Last week’s meeting between Israeli Prime Minister Benjamin Netanyahu and a Democratic Congressional delegation led by House Minority Leader Hakeem Jeffries seemed like part of an effort by President Joe Biden to double down on his warning to the PM: a move to whittle down the power of the Israeli Supreme Court in favor of the Knesset threatens to undermine American support for the Jewish state.
It should be noted that the congressional delegation consisted of long-time, earnest, and well known pro-Israel lawmakers. The Prime Minister would have had special reason to take the delegation’s message very seriously. Media outlets all made a point of reporting that the delegation told Mr. Netanyahu that the planned judicial overhaul made it hard for their party to continue defending the Jewish state in Washington.
The President, of course, had long been trying to make it clear that he favored a predominant Supreme Court to counter the emergence of a right-wing, religious coalition in order to preserve the possibility of a Palestinian state. While there was a logic to that argument, in the context of recent events it was not all that clear that Mr. Biden was really very serious.

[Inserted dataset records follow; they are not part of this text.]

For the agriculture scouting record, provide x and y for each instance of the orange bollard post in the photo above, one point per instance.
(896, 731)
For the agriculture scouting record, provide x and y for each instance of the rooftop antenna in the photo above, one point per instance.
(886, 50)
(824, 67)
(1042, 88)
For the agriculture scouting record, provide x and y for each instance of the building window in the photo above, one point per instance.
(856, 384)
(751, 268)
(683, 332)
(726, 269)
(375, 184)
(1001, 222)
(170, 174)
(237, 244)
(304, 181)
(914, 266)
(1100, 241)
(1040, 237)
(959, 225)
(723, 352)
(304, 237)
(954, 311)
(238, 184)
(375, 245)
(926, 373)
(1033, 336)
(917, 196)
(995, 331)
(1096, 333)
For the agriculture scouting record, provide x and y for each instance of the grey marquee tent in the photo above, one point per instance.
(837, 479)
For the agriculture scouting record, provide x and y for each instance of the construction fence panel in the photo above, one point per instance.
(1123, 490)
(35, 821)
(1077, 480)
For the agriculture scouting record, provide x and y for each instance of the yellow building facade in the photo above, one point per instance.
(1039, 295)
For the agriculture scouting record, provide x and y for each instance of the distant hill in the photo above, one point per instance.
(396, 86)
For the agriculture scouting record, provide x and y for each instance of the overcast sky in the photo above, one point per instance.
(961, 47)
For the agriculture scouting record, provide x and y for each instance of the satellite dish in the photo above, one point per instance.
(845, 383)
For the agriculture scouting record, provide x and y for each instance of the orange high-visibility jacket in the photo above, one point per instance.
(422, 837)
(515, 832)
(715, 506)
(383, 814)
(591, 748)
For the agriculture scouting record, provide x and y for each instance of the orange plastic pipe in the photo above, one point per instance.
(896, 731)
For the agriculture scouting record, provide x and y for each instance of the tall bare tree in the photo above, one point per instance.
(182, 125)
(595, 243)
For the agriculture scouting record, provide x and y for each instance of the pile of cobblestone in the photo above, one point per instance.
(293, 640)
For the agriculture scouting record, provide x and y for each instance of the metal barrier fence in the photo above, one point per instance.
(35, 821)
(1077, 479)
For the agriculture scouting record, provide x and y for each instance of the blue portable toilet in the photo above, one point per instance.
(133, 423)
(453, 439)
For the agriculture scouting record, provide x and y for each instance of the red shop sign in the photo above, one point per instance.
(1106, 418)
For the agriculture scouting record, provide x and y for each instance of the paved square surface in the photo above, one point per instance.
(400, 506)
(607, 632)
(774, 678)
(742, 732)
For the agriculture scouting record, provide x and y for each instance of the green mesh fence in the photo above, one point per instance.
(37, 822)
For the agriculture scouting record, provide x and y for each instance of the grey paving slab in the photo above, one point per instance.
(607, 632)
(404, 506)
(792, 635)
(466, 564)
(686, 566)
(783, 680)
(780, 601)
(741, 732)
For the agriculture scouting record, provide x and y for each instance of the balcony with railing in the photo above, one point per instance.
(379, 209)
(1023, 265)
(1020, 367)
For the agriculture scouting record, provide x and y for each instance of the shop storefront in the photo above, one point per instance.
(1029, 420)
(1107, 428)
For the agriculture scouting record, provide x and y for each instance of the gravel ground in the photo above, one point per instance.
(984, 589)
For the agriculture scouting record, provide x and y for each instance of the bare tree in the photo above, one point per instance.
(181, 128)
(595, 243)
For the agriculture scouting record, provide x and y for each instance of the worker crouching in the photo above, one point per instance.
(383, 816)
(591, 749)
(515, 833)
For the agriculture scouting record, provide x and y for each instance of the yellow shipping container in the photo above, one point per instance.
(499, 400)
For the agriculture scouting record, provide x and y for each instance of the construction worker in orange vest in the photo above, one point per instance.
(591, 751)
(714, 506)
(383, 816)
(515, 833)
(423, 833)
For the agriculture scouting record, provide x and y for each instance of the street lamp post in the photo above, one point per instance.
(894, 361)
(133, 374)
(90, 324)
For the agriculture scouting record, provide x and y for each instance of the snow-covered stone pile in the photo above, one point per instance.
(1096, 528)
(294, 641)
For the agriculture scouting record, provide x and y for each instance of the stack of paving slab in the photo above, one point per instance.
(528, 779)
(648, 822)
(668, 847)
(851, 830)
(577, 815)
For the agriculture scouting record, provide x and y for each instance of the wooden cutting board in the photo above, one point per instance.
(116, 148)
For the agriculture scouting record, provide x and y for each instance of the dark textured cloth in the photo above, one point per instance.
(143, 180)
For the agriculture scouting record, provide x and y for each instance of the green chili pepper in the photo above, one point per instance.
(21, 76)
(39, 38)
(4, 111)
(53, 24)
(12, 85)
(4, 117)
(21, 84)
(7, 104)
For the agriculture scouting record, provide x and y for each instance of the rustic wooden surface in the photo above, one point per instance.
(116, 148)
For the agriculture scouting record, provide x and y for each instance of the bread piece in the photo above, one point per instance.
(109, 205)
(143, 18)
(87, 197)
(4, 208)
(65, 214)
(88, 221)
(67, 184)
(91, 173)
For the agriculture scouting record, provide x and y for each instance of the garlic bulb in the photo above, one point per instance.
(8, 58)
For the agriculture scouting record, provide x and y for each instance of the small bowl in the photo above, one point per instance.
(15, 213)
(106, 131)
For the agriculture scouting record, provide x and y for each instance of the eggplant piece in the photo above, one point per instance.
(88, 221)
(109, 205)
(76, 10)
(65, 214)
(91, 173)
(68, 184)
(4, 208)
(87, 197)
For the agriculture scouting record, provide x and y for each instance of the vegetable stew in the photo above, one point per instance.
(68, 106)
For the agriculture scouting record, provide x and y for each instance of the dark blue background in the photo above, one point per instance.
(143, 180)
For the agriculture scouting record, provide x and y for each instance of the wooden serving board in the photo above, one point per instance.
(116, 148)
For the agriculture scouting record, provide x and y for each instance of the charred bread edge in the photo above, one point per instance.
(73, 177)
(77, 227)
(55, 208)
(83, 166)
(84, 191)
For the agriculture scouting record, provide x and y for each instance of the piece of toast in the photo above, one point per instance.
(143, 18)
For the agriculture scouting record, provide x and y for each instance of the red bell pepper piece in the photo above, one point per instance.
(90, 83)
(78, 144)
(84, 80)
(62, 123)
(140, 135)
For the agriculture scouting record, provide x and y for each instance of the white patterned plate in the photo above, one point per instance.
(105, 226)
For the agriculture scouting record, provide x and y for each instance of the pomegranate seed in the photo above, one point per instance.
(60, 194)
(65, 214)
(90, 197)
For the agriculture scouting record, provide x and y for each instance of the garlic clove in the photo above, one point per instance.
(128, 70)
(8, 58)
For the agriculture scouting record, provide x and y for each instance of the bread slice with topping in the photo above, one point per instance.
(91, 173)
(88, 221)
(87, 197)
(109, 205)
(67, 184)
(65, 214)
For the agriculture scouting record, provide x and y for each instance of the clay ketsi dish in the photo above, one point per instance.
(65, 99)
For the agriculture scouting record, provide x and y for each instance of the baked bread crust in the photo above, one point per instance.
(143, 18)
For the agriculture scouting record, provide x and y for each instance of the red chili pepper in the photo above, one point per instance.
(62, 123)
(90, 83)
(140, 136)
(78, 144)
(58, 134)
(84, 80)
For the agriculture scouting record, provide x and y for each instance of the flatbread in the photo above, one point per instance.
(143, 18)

It wasn’t so long ago that Biden and his fellow Democrats were arguing for Congressional responses to the U.S. Supreme Court’s decision overturning Roe v. Wade. Some, like the president and Sen. Sheldon Whitehouse, said the unelected judges were out of sync with voters. They called for the enactment of a national abortion rights law and or increasing the number of justices in order to produce a pro-abortion majority.
Others, like Senate Majority Leader Chuck Schumer opted for bald intimidation: “I want to tell you, Gorsuch, I want to tell you, Kavanaugh, you have released the whirlwind, and you will pay the price,” he said. “You won’t know what hit you if you go forward with these awful decisions.”

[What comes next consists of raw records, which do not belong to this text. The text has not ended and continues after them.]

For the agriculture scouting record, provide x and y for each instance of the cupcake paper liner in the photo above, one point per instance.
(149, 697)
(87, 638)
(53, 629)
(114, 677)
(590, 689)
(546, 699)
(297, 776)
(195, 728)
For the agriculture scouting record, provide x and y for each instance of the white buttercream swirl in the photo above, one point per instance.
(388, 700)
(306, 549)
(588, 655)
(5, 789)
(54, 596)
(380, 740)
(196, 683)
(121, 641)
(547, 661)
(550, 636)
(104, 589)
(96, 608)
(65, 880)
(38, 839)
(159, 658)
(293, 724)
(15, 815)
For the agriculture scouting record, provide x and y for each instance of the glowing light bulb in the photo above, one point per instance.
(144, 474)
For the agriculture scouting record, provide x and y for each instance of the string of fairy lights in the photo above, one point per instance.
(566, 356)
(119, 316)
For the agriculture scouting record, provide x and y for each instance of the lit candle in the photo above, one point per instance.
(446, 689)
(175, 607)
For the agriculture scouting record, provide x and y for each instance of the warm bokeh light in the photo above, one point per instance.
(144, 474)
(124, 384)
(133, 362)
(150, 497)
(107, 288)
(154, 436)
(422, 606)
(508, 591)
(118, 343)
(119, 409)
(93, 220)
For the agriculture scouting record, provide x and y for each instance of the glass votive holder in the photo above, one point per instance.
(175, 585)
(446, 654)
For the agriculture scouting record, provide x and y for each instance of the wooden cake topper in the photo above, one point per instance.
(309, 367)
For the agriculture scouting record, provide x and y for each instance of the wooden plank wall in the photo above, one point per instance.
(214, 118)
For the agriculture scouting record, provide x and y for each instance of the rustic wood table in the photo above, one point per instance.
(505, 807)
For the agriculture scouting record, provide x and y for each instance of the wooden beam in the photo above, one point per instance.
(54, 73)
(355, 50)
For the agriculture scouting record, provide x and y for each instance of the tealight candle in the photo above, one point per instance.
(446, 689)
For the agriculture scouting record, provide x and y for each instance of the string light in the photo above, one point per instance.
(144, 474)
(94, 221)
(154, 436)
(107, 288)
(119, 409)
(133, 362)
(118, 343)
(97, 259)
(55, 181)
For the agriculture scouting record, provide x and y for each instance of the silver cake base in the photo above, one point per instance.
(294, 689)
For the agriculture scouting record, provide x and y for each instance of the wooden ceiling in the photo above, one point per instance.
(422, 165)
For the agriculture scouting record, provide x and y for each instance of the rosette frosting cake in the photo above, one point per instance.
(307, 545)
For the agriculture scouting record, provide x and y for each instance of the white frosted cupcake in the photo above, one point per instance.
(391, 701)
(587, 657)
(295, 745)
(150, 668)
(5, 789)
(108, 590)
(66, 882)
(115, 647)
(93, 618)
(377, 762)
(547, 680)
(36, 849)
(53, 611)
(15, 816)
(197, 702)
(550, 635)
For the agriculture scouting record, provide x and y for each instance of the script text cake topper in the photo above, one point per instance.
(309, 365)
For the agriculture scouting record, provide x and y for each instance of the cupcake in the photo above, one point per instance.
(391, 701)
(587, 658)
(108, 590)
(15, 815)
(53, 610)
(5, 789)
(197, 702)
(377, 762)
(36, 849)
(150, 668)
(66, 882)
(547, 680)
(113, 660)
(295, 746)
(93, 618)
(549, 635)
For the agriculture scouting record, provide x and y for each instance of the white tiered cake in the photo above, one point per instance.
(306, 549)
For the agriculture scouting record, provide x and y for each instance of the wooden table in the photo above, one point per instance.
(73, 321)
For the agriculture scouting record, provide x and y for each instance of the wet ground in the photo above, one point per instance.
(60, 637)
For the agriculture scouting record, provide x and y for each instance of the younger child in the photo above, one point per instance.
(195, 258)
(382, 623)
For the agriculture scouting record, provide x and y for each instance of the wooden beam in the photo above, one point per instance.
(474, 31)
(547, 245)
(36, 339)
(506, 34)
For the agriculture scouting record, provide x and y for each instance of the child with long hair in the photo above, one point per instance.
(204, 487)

When it comes to America, the president has been arguing for legislative supremacy; yet when it comes to Israel he advocates for the judiciary?
As we see it, it would be best instead to allow the tensions within the Israeli public to play themselves out. The massiveness of the competing demonstrations tells us that some form of compromise will likely develop from within. Unseemly interference in the country’s political affairs would have been best avoided.